Fort Clinch is a 19th-century masonry coastal fortification, built as part of the Third System of seacoast defense conceived by the United States. It is located on a peninsula near the northernmost point of Amelia Island in Nassau County, Florida. The fort lies to the northeast of Fernandina Beach at the entrance to the Cumberland Sound (Florida), in the northeast part of the state. Today it is included within the boundaries of Fort Clinch State Park.

This site was first fortified in 1736 by the Spanish, when they held colonies in Florida. From 1736, various nations to control the territory have garrisoned and fortified this site to protect the entrance to the St. Marys River and Cumberland Sound.

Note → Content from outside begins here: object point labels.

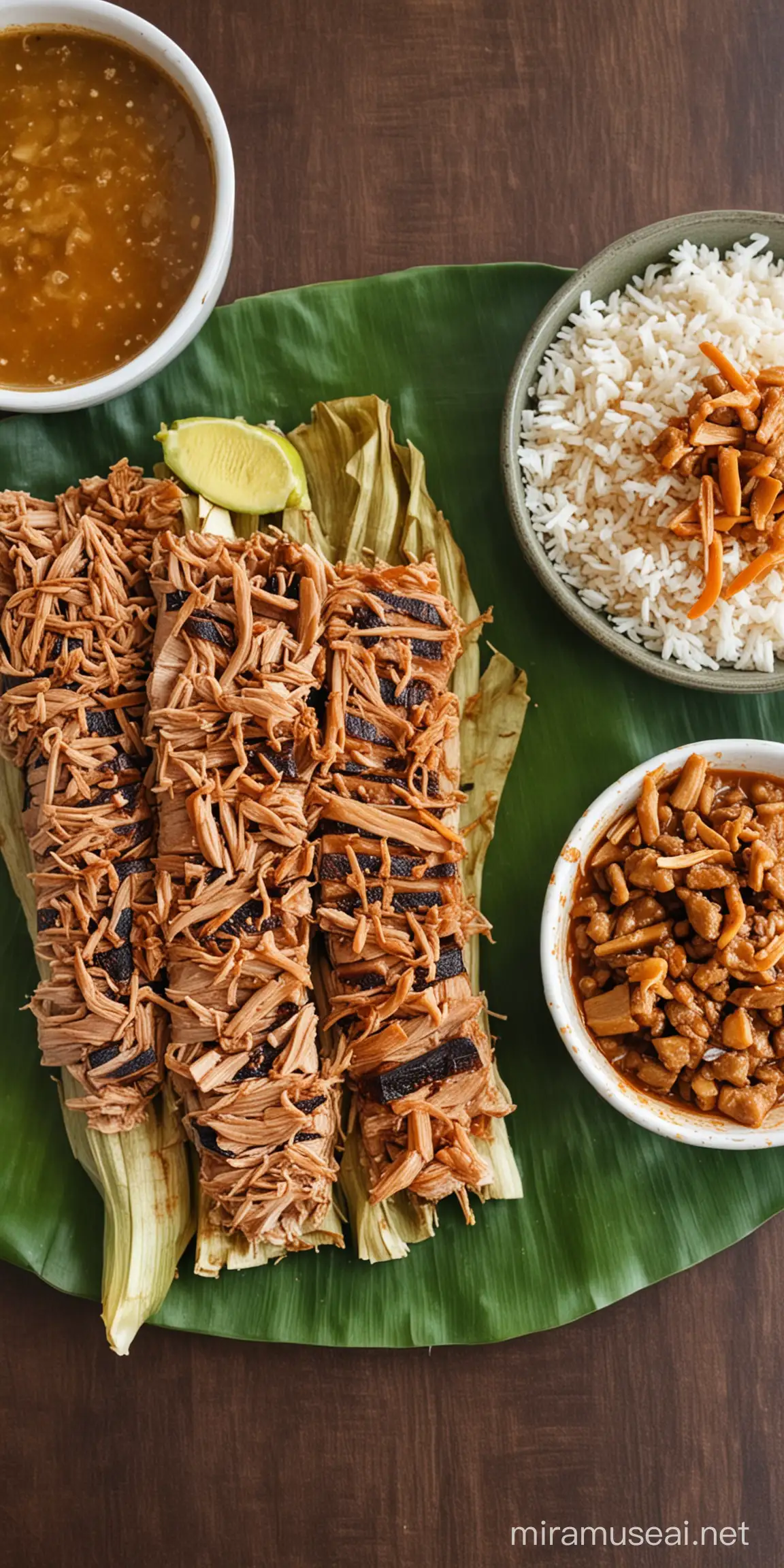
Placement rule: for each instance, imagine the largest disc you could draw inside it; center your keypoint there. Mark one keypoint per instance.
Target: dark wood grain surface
(372, 135)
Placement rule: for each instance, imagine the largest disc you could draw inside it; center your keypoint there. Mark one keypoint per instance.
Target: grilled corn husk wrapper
(238, 659)
(372, 504)
(79, 839)
(391, 893)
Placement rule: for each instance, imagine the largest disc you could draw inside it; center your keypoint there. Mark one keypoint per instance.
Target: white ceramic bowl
(98, 16)
(657, 1115)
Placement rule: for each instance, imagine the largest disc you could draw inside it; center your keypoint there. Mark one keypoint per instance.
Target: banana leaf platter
(607, 1208)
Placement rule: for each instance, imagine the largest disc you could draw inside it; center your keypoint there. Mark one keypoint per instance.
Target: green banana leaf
(607, 1206)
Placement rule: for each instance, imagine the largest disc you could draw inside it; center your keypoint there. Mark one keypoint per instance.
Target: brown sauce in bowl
(107, 198)
(676, 941)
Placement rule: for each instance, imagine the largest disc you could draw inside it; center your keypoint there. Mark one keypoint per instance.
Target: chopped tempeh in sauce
(685, 998)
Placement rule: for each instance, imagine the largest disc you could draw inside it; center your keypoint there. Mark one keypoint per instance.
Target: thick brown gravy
(105, 204)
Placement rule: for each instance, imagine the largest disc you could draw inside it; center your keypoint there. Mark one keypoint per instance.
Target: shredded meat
(76, 650)
(391, 896)
(235, 738)
(684, 993)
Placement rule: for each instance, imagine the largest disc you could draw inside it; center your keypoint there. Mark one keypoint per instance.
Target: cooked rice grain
(607, 386)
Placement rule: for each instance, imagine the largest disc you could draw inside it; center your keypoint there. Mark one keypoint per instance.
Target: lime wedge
(244, 468)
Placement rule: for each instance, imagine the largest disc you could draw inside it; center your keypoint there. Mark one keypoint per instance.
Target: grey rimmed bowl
(614, 269)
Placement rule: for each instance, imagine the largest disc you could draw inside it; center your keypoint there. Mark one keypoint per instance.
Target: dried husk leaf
(370, 496)
(142, 1175)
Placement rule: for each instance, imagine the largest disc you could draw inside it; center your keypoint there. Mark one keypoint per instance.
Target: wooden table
(374, 135)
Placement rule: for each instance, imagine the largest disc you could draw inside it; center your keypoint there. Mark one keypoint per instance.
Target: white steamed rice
(609, 383)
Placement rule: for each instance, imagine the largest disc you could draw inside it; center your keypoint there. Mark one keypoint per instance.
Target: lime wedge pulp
(244, 468)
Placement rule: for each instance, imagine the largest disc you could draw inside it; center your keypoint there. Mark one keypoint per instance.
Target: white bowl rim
(647, 1111)
(101, 16)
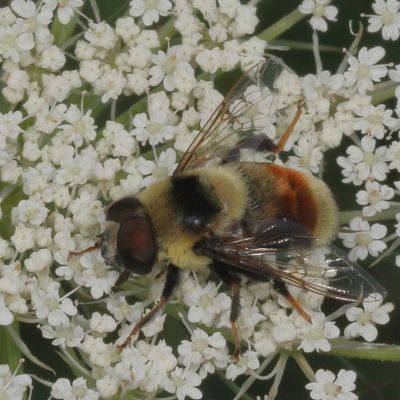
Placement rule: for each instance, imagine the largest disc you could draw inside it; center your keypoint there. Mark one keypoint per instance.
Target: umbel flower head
(96, 107)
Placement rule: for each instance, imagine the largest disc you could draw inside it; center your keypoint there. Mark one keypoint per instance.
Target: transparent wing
(323, 270)
(247, 114)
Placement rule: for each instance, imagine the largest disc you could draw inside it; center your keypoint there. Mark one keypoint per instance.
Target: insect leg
(123, 276)
(283, 139)
(233, 281)
(171, 281)
(281, 287)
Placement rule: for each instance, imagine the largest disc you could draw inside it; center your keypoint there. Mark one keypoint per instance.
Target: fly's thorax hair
(191, 206)
(231, 191)
(328, 216)
(263, 194)
(108, 242)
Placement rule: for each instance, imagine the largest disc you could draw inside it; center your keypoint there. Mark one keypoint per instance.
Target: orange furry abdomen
(296, 198)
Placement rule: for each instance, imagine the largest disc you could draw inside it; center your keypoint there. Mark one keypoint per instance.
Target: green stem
(233, 387)
(9, 352)
(281, 26)
(365, 351)
(298, 45)
(383, 91)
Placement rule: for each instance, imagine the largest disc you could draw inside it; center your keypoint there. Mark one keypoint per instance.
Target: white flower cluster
(60, 164)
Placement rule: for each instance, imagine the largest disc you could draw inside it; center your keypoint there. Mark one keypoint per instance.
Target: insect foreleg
(171, 282)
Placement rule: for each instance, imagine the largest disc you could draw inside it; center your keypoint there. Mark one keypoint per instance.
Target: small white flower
(315, 335)
(96, 275)
(102, 323)
(64, 335)
(329, 387)
(13, 386)
(387, 18)
(247, 363)
(62, 389)
(365, 240)
(374, 198)
(320, 9)
(156, 128)
(365, 162)
(205, 303)
(206, 352)
(150, 10)
(364, 320)
(163, 167)
(184, 384)
(363, 72)
(6, 317)
(374, 120)
(65, 10)
(393, 155)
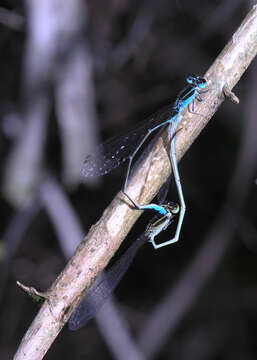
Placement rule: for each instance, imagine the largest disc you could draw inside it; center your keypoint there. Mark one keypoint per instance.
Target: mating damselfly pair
(110, 155)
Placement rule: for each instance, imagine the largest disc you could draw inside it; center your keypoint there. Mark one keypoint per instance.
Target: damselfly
(106, 282)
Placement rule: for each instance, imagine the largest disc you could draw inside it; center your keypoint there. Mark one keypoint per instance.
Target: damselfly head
(196, 80)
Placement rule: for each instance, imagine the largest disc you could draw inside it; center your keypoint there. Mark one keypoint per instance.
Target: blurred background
(75, 73)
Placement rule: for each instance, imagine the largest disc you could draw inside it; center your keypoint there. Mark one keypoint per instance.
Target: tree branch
(105, 237)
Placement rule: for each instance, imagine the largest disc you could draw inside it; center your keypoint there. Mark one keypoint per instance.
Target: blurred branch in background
(131, 56)
(69, 233)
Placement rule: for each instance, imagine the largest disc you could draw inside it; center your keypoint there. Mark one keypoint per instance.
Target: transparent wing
(103, 286)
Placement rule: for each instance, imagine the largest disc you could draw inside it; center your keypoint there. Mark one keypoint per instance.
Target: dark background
(141, 53)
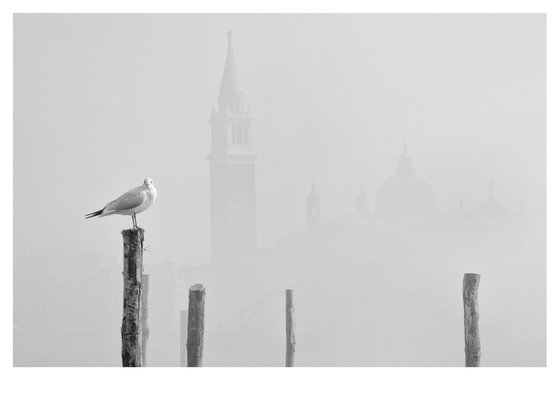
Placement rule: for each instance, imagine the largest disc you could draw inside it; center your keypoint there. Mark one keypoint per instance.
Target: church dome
(406, 195)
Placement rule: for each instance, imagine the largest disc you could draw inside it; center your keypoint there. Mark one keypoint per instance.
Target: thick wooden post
(195, 332)
(144, 317)
(470, 304)
(183, 337)
(131, 330)
(290, 328)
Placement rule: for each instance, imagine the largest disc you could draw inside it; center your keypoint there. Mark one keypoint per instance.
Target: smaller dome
(406, 195)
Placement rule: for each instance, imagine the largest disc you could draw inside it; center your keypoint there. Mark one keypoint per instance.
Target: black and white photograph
(312, 190)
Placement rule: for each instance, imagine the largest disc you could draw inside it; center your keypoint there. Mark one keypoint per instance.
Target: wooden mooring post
(290, 328)
(183, 317)
(470, 304)
(144, 317)
(131, 329)
(195, 331)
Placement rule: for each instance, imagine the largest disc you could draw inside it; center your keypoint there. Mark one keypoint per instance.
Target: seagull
(134, 201)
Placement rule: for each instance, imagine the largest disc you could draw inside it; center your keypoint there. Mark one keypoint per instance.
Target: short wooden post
(470, 304)
(195, 331)
(290, 328)
(144, 317)
(183, 337)
(131, 329)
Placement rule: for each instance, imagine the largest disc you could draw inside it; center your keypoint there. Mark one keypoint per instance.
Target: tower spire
(230, 95)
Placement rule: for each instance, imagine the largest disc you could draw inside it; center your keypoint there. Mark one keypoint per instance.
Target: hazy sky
(102, 101)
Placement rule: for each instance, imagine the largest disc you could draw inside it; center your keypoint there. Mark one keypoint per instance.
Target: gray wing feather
(128, 200)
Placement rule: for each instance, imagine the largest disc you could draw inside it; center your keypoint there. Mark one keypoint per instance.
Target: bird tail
(93, 214)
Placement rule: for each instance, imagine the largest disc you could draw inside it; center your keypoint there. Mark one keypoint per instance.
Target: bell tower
(232, 171)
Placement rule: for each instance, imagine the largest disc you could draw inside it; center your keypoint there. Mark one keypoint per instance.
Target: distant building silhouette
(232, 170)
(405, 195)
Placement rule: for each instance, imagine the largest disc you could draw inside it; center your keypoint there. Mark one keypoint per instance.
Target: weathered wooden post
(195, 331)
(470, 304)
(183, 337)
(144, 317)
(131, 330)
(290, 328)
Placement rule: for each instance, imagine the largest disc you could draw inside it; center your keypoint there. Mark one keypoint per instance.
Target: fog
(394, 153)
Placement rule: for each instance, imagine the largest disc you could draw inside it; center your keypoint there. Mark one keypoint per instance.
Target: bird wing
(129, 200)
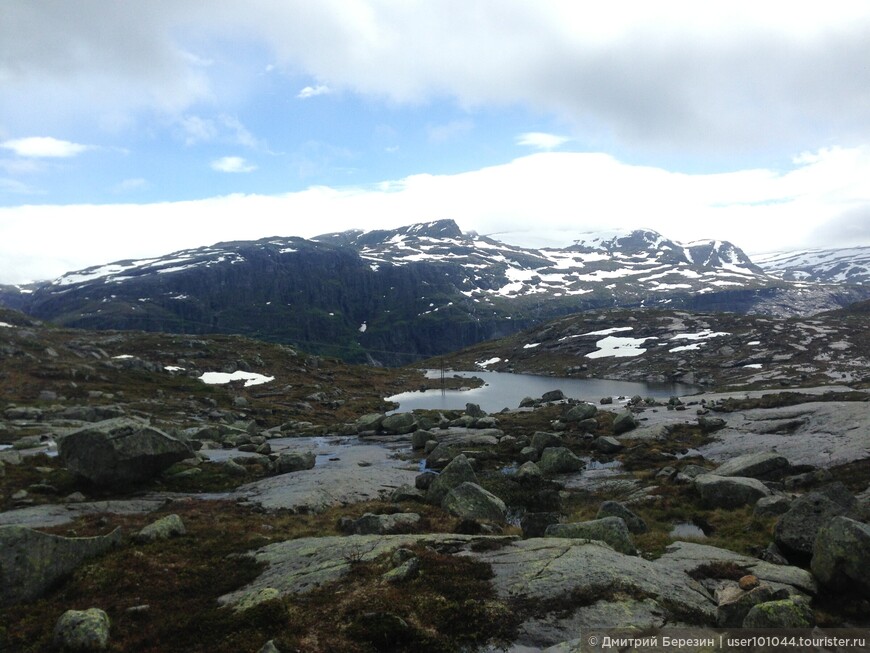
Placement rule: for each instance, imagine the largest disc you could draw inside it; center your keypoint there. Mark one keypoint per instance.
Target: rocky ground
(144, 510)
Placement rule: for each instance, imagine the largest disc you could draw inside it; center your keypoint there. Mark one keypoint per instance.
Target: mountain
(847, 265)
(395, 296)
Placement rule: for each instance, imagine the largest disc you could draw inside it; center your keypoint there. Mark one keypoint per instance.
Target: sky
(133, 129)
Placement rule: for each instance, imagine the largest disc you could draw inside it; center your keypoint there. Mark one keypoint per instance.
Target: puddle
(687, 531)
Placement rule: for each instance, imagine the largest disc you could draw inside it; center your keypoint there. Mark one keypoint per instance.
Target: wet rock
(559, 460)
(795, 531)
(729, 491)
(841, 555)
(470, 501)
(32, 561)
(611, 530)
(126, 454)
(163, 529)
(459, 471)
(634, 523)
(294, 461)
(82, 630)
(767, 466)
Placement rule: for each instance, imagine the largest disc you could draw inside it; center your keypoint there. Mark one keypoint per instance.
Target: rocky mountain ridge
(394, 296)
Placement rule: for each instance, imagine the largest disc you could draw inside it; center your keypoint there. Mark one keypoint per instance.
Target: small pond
(505, 390)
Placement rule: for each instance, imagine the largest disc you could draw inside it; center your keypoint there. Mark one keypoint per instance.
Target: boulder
(456, 473)
(294, 461)
(784, 613)
(841, 555)
(559, 460)
(470, 501)
(795, 531)
(580, 412)
(399, 423)
(766, 466)
(634, 523)
(82, 630)
(32, 561)
(610, 530)
(729, 491)
(162, 529)
(624, 422)
(128, 453)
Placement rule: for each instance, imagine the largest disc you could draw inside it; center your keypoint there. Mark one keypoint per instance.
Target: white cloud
(313, 91)
(541, 199)
(232, 164)
(44, 147)
(541, 140)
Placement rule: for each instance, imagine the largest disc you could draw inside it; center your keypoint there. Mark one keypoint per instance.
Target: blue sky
(133, 129)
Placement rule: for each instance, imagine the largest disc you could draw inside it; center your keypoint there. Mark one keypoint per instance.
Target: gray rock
(611, 530)
(162, 529)
(607, 444)
(634, 523)
(624, 422)
(82, 630)
(784, 613)
(294, 461)
(729, 491)
(767, 466)
(126, 454)
(772, 506)
(841, 555)
(371, 524)
(795, 531)
(543, 439)
(31, 561)
(580, 412)
(399, 423)
(470, 501)
(559, 460)
(459, 471)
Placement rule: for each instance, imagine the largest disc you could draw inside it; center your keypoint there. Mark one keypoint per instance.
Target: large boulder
(841, 555)
(729, 491)
(456, 473)
(795, 531)
(82, 630)
(470, 501)
(559, 460)
(32, 561)
(129, 453)
(610, 530)
(767, 466)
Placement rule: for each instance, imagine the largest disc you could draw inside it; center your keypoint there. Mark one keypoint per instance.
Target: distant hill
(395, 296)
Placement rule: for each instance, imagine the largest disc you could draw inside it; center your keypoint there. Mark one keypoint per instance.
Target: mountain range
(395, 296)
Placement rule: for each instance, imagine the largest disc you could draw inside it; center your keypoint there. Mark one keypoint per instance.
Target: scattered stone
(32, 561)
(729, 491)
(82, 630)
(163, 529)
(841, 555)
(470, 501)
(294, 461)
(767, 466)
(610, 530)
(634, 523)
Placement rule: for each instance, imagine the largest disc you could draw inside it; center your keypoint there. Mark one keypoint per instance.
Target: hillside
(392, 297)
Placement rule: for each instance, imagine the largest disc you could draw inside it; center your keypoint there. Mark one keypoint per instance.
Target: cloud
(232, 164)
(541, 140)
(313, 91)
(547, 198)
(44, 147)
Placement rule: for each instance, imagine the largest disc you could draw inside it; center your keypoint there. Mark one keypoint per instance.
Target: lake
(505, 390)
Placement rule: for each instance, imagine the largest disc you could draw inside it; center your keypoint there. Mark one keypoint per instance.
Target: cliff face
(393, 297)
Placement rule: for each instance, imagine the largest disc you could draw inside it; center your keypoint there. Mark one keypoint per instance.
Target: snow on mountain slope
(839, 266)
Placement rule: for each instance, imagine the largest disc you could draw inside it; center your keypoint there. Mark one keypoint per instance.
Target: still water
(505, 390)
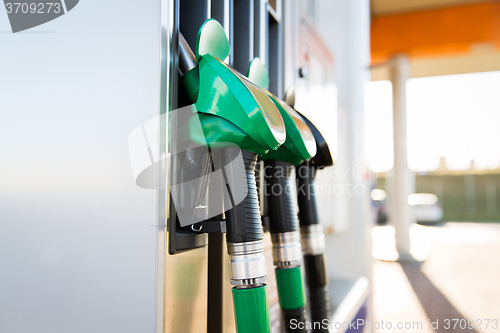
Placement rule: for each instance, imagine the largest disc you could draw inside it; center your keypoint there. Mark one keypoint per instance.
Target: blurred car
(426, 207)
(379, 198)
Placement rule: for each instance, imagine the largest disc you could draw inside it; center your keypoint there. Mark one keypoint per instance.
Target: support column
(404, 179)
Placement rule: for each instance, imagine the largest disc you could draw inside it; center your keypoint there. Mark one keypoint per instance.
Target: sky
(455, 116)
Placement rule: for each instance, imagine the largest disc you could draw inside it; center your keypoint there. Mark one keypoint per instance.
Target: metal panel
(77, 236)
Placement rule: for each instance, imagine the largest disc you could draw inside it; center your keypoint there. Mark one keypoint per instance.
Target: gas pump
(284, 225)
(234, 111)
(312, 236)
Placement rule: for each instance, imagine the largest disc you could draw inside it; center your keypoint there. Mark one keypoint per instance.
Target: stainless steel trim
(286, 249)
(312, 239)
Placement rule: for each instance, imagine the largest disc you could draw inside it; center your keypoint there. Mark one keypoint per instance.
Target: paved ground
(459, 280)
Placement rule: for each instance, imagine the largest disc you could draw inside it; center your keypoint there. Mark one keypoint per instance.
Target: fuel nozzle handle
(247, 264)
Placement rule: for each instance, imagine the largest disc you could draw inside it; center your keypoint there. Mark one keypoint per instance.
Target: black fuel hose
(284, 227)
(314, 260)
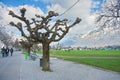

After the end of the Second Seminole War, the United States started construction of a fort, later named Fort Clinch, in 1847. It was part of its Third System of coastal defenses conceived earlier in the century, which guided fortifications throughout this period. The fortified compound is pentagonal in shape, with both inner and outer walls, and consists of almost five million bricks. There are corner bastions and embrasures in the outer walls and several structures in the interior courtyards, including a two-story barracks. The fort was named in honor of General Duncan Lamont Clinch after his death in 1849. General Clinch fought in the War of 1812 and was an important figure in the First and Second Seminole Wars.

Confederate forces seized the fort in early 1861. It was used as a safe haven for Confederate blockade runners during the first year of the Civil War. However, changes in technology, specifically, the development of rifled cannon, had improved weaponry to the point that the fort's brick walls were vulnerable to attacks and thus obsolete. In March 1862 General Robert E. Lee ordered abandonment of the fort in order to use scarce troops in other areas. Federal troops re-occupied the fort in early 1862, taking control of the adjacent Georgia and Florida coasts. They used the fort as the base of Union operations in the area throughout the Civil War.